Ceux qui se soumettent au crédit partage le fruit de leur travail futur avec les banques.
Ceux qui ne s'y soumettent pas, mais qui thésaurisent, voient le fruit de leur travail passé rongé à cause de l'inflation, fruit de la prolifération monétaire provoquée par les banques ! 

C'est pour cela qu'il faut être pro actif, en dépensant ou en investissant son argent pour le protéger de l'inflation.
Une autre façon de justifier la gestion dynamique de l'épargne, et de considérer que ce surplus de richesse est une faveur de la vie qui doit servir l'économie. 

Si tout le monde thésaurise, c'est l'économie qui s'écroulerait.
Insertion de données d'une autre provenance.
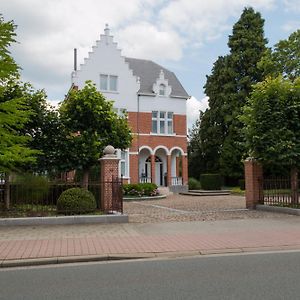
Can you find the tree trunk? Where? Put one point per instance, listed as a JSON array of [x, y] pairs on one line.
[[294, 184], [7, 190], [85, 178]]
C'est d'ailleurs à cause de cet excès de prudence que les banquiers ont construit leur activité. Historiquement, c'est en se servant dans l'épargne que les banquiers prêtaient de l'argent qui n'était pas le leur. 

Pour résumé, les conseils que je donne sont à l'opposé de ce qui fait la force des banques et qui leur donne un pouvoir démesuré dans la société : le travail, la patience, la confiance dans l'avenir, le non-endettement, et l'investissement dynamique et sans crédit de l'épargne. 

Ironie de notre économie, si tout le monde suivait ces conseils, l'économie s'écroulerait, car la monnaie repose à 95% sur le crédit bancaire, et si plus personne ne s'endettait, alors il n'y aurait presque plus de monnaie en circulation ! 

C'est pourquoi il est urgent de repenser la définition de notre monnaie. La monnaie ne doit plus reposer sur le crédit. La monnaie doit redevenir libre de dette et à la vie infinie : elle servirait l'économie réelle, dans le respect des peuples et de l'environnement.